## 1. Introduction

#### 
I recently moved to Alberta, Canada and there are lack of options when it comes to African/Caribbean restaurants throughout the city considering that the population of African Immigrants continue to grow year over year. According to 2016 census, 10.4% of the province, identify as Blacks (African or Caribbean), therefore there is a core market for Afro-Caribbean restaurant in the province. 
Together, with a group of investor’s friend, we have decided to open a high profile restaurant in the province preferably a Afro-Caribbean one. As they say in food business, location is KEY. So, project will be looking at best location to open a restaurant in the province.



## Business Problem/Challenge:

### The challenge is to find a suitable neighborhood in any borough in Alberta where the restaurant will thrive. And if possible, investigate further the viability of opening an Afro-Caribbean restaurant.Location of interest will be a densely populated area with few or no restaurants. 


## 2. Data

### 
To provide my co-investors with necessary information, I will be looking at 
1.	Top Neighborhoods with the highest number of restaurant and what kind of restaurant
2.	Borough with significant population to support the business
3.	In selected neighborhood, Top 10 restaurants and will be assessing if there is opportunity for Afro-Caribbean restaurant.
I will be combining different data set from Alberta’s open data website: https://open.alberta.ca/opendata such as neighborhood/wards population and average income per neighbourhood with additional data that helps to answer below questions.
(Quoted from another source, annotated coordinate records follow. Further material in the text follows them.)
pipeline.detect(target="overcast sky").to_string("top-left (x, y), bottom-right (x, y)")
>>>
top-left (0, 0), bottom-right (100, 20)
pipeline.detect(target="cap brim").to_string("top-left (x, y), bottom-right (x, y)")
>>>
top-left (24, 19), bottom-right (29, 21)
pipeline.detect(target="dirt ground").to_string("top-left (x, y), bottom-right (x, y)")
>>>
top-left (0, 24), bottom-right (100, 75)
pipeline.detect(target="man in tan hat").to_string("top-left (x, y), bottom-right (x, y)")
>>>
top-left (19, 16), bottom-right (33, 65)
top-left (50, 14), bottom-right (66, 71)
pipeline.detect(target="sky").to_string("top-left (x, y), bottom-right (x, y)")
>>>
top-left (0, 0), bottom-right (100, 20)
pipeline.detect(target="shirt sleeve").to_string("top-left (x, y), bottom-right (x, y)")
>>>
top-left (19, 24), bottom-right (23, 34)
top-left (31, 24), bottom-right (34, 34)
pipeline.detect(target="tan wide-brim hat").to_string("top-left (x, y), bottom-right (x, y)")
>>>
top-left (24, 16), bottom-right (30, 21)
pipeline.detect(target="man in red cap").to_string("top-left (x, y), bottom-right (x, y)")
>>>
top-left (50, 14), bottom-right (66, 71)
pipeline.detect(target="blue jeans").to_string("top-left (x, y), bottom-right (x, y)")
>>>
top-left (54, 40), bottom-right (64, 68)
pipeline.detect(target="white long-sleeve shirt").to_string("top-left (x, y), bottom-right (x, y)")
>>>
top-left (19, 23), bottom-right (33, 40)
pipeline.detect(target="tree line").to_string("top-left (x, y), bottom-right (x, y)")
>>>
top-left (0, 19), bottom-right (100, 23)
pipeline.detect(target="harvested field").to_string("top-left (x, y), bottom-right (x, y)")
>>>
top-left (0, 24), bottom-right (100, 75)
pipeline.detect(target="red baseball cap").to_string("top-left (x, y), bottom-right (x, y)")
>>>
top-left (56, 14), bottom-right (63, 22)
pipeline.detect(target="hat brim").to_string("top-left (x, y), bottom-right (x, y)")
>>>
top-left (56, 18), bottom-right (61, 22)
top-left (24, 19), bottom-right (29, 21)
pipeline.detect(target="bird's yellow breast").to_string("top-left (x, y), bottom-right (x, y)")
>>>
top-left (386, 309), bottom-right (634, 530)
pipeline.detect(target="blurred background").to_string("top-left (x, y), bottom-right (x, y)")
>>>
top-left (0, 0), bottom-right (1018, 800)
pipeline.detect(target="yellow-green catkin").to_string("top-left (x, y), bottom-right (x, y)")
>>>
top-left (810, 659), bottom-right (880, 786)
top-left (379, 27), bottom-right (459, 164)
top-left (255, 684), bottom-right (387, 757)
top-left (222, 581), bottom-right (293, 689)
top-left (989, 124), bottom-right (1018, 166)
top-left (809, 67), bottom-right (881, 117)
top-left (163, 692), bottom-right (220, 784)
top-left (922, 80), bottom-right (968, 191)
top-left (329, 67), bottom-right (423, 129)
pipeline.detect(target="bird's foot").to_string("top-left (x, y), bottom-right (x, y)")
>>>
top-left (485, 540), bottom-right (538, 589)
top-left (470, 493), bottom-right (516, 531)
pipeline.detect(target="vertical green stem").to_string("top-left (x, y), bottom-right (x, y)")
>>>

Foursquare API will be used to explore neighbourhood and K-means method to cluster and segment neighborhood.
•	Are there enough population in an area/city to be the core support of a restaurant business?
•	If, yes, are there similar business in the city?
•	If yes, what do they serve and how are they rated?
•	Is there opportunity for an Afro Caribbean restaurant in the neighbourhood.
Alberta data: https://en.wikipedia.org/wiki/List_of_postal_codes_of_Canada:_T
https://www12.statcan.gc.ca/census-recensement/2016/dp-pd/hlt-fst/pd-pl/Table.cfm?Lang=Eng&T=1201&SR=1&S=22&O=A&RPP=9999&PR=0




### Importing necessary Libraries

In [4]:
import numpy as np
import matplotlib.pyplot as plt
# import folium libraries
! pip install folium
import folium

import json # library to handle JSON files

import requests # library to handle requests
from pandas.io.json import json_normalize # tranform JSON file into a pandas dataframe

# Matplotlib and associated plotting modules
import matplotlib.cm as cm
import matplotlib.colors as colors

# import k-means from clustering stage
from sklearn.cluster import KMeans



In [1]:
import pandas as pd
!conda install --yes lxml

Collecting package metadata (current_repodata.json): done
Solving environment: done

# All requested packages already installed.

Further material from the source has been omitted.